IHBC’s ‘Heritage from the barstool’: Kray Twins historic pub saved from last orders in major campaign, from The Mirror

The Mirror has reported on how ‘thirty-five boozers in London’s East End will now be protected from developers… some of them… the backdrop to major moments in British history.’

The Mirror writes:

Dozens of historic pubs, including one used by the Kray twins, are being saved from last orders.

A list of 35 watering holes in London’s East End are being granted protection from developers following long-running pressure by real ale campaigners CAMRA.

The boozers in the borough of Tower Hamlets have been identified as ‘assets of local importance’, meaning they cannot be bulldozed in the course of building work.

The borough council is believed to be the first local authority in the country to offer protection to pubs which are significant but not important enough to be registered by Historic England. Now campaigners hope other councils will follow.

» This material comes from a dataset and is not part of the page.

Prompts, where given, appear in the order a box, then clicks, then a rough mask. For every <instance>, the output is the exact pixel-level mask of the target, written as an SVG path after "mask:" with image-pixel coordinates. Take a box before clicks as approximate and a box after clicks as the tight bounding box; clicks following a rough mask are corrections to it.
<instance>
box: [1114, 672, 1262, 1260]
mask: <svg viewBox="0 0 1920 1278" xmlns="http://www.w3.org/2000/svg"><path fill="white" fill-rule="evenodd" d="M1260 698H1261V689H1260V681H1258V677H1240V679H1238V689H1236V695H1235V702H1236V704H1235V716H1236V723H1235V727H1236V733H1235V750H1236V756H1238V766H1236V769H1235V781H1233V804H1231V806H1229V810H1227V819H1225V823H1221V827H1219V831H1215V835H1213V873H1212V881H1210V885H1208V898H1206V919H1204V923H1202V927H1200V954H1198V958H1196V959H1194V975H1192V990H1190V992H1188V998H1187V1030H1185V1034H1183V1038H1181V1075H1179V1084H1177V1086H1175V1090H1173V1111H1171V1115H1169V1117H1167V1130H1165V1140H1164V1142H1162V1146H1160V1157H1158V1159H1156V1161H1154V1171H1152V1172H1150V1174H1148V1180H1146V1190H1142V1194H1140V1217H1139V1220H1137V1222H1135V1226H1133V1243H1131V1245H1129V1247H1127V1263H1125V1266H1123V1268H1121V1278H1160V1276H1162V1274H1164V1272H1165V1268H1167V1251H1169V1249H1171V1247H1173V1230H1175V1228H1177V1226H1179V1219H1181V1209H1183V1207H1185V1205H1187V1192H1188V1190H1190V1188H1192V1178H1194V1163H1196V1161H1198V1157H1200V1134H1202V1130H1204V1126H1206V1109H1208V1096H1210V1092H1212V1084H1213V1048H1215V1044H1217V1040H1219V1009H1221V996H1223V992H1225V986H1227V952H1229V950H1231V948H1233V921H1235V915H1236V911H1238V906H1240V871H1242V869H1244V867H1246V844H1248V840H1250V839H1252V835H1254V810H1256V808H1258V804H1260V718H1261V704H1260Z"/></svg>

Among the bars being saved is the 154-year-old Marquis of Cornwallis, a favourite haunt of Sixties gangster kings Ronnie and Reggie Kray.

Similar protection is given to The Ship, where engineer Isambard Kingdom Brunel enjoyed a drink during building of the Great Eastern steamship at nearby Burrells Wharf.

Also on the list is The Bow Bells – where the loos are said to be haunted – and the Lord Morpeth, which was frequented by the Suffragettes. Another is The George, used as an unofficial meeting place for Millwall FC in the 1890s and visited by film star Jayne Mansfield in 1959.

CAMRA chairman Nik Antona praised Tower Hamlets Council for taking steps to protect its local heritage.He added: ‘Pubs’ importance simply cannot be overstated.’

In the past 18 months, more than 1,140 pubs in England and Wales have closed down, with many demolished or converted into homes or offices.

Tower Hamlets alone has 75 fewer than in 2001.

The council’s Ann Sutcliffe said: ‘Pubs have been the beating heart of communities in the East End for generations. They are valued additions to the landscape.’

James Watson, of online campaign group Protect Pubs, said: ‘Once pubs are destroyed, they never come back.’